= Arthur Chipman =

Canadian football executive

Arthur Uniacke Chipman (October 2, 1902 – December 14, 1993) was a Canadian football executive who was president of the Winnipeg Blue Bombers from 1944 to 1948 and president of the Canadian Rugby Union in 1952.

==Early life and business career==
Chipman was born in Winnipeg on October 2, 1902, to Percy Howard and Bertha M. (Iredale) Chipman. He was involved with a number of business enterprises, including Sterling Securities Corporation, Standard Finance Corporation, and Brathwaite's Limited. He was a member of the Manitoba Liquor Control Commission and served as acting chairman following the retirement of Norman Elliot Rodger.

==Football==
Chipman became involved with the Winnipeg Blue Bombers in 1936 and was an executive when the club won the 1939 and 1941 Grey Cups.
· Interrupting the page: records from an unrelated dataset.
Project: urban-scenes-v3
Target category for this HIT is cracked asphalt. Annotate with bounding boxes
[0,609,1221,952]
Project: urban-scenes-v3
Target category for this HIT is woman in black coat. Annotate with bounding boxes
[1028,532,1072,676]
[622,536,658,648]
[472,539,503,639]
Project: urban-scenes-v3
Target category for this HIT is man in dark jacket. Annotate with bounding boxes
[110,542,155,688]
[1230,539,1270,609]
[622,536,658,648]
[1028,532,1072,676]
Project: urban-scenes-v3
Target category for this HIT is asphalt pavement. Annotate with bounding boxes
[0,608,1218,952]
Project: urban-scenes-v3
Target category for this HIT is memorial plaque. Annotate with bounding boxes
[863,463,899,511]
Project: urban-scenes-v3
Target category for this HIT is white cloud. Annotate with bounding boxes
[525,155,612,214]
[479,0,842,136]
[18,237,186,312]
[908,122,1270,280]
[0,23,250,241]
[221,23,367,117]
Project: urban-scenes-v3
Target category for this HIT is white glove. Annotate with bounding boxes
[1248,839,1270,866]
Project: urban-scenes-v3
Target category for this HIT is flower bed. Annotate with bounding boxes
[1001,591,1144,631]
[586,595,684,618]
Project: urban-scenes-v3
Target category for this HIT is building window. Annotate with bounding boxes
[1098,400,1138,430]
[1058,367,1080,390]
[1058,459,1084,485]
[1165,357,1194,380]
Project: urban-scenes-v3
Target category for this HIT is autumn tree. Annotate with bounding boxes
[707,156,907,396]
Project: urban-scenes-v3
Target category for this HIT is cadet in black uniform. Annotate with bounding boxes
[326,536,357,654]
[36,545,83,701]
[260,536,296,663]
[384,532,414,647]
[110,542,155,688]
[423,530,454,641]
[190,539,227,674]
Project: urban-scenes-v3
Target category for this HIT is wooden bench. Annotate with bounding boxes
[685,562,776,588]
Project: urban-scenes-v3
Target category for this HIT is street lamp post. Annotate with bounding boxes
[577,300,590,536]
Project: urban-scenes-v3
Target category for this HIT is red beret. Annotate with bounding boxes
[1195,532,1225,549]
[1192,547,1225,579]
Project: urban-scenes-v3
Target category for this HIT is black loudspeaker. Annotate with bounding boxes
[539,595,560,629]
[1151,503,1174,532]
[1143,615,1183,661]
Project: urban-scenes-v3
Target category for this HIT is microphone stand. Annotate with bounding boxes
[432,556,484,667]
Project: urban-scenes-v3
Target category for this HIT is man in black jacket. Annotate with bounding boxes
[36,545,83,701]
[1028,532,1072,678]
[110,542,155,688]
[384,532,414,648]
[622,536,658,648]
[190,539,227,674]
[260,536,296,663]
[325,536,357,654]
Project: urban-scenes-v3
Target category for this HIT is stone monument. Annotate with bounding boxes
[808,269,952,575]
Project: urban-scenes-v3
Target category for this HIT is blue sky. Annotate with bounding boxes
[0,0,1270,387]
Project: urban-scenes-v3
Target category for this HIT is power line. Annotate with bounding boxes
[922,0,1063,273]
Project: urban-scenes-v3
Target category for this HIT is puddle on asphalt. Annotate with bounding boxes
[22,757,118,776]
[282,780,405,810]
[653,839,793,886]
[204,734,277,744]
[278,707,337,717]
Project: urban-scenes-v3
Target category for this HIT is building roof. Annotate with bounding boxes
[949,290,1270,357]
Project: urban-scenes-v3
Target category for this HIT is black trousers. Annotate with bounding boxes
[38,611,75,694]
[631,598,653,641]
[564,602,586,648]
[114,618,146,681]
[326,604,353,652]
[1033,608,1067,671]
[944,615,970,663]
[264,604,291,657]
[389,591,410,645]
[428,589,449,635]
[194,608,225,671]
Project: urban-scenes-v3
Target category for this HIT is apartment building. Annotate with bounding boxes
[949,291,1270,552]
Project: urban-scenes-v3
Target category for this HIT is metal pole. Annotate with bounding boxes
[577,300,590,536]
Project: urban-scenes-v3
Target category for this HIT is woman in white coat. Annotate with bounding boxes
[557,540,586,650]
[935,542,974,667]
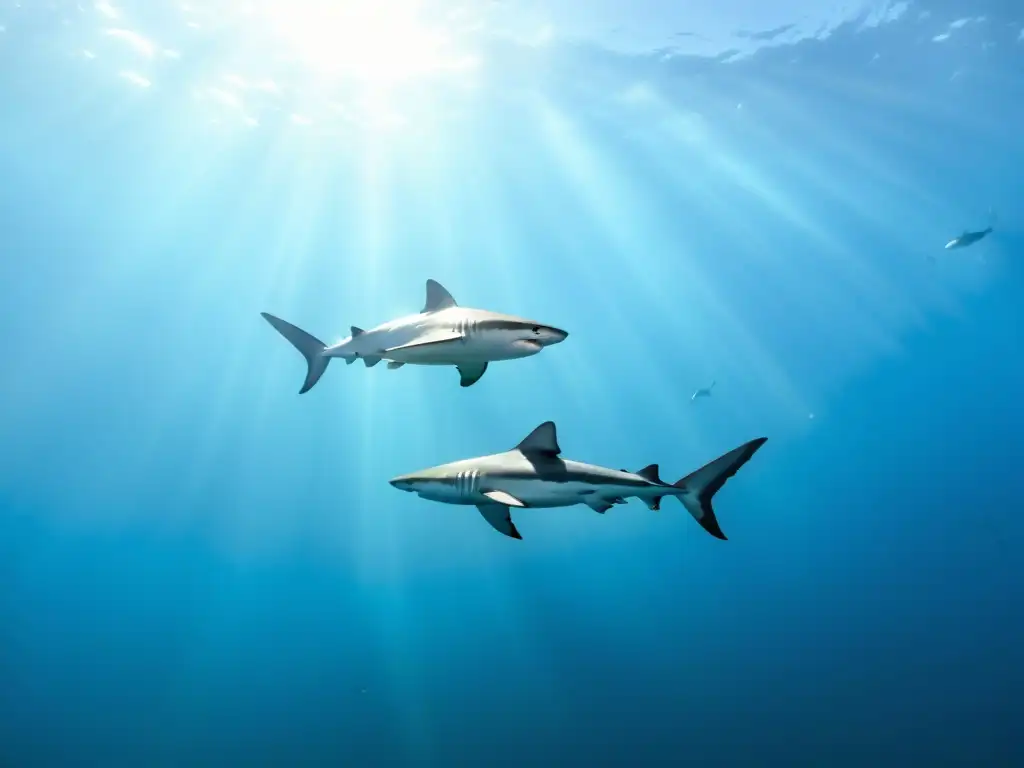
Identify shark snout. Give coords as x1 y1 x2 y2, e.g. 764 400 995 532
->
388 475 413 490
537 326 569 347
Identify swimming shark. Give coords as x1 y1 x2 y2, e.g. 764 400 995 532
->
390 421 768 540
945 207 996 251
690 381 715 402
946 226 992 251
260 280 568 394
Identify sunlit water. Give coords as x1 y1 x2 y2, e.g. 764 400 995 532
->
0 0 1024 767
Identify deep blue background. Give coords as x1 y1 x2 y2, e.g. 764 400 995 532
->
0 4 1024 766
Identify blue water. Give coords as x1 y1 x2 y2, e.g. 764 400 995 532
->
0 0 1024 768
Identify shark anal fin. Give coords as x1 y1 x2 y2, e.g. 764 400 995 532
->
484 490 526 507
643 496 665 512
423 280 459 314
456 362 487 387
516 421 562 456
384 329 466 354
476 502 522 539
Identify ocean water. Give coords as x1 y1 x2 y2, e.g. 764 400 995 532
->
0 0 1024 768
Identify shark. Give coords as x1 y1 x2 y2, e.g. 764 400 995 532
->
390 421 768 540
945 226 992 251
690 381 715 402
945 207 996 251
260 280 568 394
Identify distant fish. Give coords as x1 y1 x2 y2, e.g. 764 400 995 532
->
690 381 716 402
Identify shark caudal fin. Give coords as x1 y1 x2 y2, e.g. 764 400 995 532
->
674 437 768 540
260 312 331 394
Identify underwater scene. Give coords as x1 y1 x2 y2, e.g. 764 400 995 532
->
0 0 1024 768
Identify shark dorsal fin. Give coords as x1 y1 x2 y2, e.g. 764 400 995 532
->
423 280 459 314
516 421 562 456
637 464 662 483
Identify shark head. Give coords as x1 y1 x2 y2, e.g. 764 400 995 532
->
479 314 568 356
389 465 466 504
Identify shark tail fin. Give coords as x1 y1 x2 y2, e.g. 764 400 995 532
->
674 437 768 540
260 312 331 394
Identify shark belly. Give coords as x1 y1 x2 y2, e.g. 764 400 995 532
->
383 334 542 366
481 479 622 508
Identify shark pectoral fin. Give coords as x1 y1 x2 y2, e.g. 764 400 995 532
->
384 329 466 354
637 464 662 483
456 362 487 387
484 490 526 507
476 503 522 539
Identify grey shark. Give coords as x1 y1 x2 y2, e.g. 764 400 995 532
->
261 280 568 394
945 226 992 251
690 381 715 402
390 421 768 540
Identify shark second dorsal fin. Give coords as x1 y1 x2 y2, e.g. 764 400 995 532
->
637 464 662 483
516 421 562 456
423 280 459 314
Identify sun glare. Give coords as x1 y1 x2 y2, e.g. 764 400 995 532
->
254 0 468 86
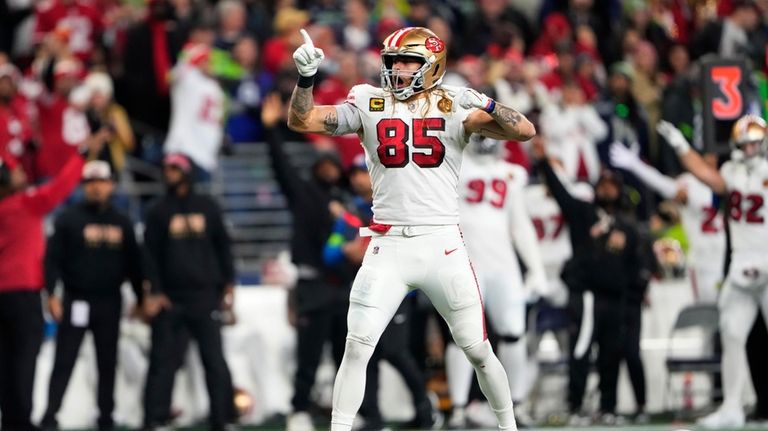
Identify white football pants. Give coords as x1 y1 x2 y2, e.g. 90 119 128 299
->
331 225 517 431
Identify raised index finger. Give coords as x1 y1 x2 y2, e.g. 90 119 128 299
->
299 28 315 49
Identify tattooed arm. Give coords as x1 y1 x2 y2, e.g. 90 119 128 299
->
464 102 536 141
288 86 339 135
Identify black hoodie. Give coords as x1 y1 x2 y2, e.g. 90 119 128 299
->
264 128 354 310
144 191 235 300
45 202 143 297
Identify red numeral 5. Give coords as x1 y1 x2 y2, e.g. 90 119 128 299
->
376 118 445 168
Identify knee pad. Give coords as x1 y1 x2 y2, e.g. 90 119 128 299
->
720 313 752 344
500 335 524 344
344 334 375 362
463 340 492 367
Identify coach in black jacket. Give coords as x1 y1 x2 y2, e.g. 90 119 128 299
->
144 154 235 430
41 160 143 430
533 140 647 424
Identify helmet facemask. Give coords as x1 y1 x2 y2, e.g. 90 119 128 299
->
731 115 768 165
381 27 447 101
381 54 439 100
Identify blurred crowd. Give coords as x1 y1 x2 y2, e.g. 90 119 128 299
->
0 0 768 184
0 0 768 430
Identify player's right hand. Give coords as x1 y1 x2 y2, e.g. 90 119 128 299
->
610 141 640 169
656 120 691 156
293 28 325 77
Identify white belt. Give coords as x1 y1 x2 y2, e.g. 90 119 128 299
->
360 224 456 237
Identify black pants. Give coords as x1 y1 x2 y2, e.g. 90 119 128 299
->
291 301 349 412
747 312 768 420
144 299 232 430
0 291 43 431
568 292 624 413
361 298 432 426
42 293 122 429
622 304 645 412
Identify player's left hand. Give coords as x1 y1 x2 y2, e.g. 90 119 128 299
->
293 28 325 76
453 88 493 112
525 272 550 297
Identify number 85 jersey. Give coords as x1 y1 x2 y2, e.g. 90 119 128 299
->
334 85 472 225
720 159 768 261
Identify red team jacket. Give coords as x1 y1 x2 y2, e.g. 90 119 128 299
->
0 154 84 293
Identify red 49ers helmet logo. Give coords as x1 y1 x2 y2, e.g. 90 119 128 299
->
424 36 445 53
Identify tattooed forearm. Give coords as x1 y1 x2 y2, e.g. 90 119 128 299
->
484 102 536 141
290 87 315 116
491 102 523 126
323 112 339 133
288 86 315 132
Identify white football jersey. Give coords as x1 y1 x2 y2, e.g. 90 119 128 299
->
459 155 528 274
335 85 473 225
164 63 224 171
720 159 768 261
525 184 571 277
677 172 725 268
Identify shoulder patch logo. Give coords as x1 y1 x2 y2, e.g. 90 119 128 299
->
437 97 453 114
368 97 384 112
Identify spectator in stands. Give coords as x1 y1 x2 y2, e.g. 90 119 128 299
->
261 94 354 431
0 130 103 431
631 40 663 160
528 12 573 60
264 7 309 74
40 160 143 430
214 0 248 52
691 0 765 58
532 140 647 425
309 52 366 166
0 63 34 178
341 0 373 52
541 42 598 101
164 44 225 183
223 36 274 143
491 49 546 115
34 0 104 64
144 153 235 430
83 72 136 179
118 0 188 135
35 51 93 180
595 62 648 162
462 0 534 56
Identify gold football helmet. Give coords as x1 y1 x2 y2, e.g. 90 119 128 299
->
731 114 768 161
381 27 447 100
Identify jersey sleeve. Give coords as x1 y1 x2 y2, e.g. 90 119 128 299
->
443 85 475 149
679 173 712 209
333 85 363 136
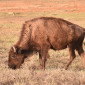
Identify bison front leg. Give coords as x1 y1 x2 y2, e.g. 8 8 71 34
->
65 47 76 70
39 48 49 70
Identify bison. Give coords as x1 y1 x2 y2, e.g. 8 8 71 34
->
8 17 85 69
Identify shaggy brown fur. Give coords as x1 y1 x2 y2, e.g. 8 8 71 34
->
9 17 85 69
He was chairman of the Winnipeg Rugby Football Club's management committee in 1942 and 1943, when the club sponsored the Winnipeg RCAF Bombers. In 1944, Chipman, as vice president of the Winnipeg Rugby Football Club, announced the organization would not sponsor senior football that season. He was president of the Winnipeg Blue Bombers from 1945 to 1948, during which time the team appeared in three straight Grey Cups. In 1949, he was elected president of the Western Interprovincial Football Union. Three of the conference's teams supported Chipman for a second term, but he did not want to return for another season. During the 1952 season, he was president of the Canadian Rugby Union.

==Other sports==
Chipman was president of the Winnipeg Rangers of the Manitoba Junior Hockey League from 1942 to 1946. Under his leadership, the club won the 1943 Memorial Cup. He was part of the founding ownership group of the Winnipeg Goldeyes minor league baseball team. He owned several racehorses and was president of the Assiniboia Downs Turf Club. He was a director of the Winnipeg Enterprises Corporation, which owned and operated Winnipeg Stadium and Winnipeg Arena. He was also a member of the board of directors for the 1967 Pan American Games.

==Honours==
Chipman received the Manitoba Golden Boy Award in 1960. He inducted into the Canadian Football Hall of Fame in 1969, the Winnipeg Football Club Hall of Fame in 1984, and the Manitoba Sports Hall of Fame in 1997. He died on December 14, 1993 in Winnipeg.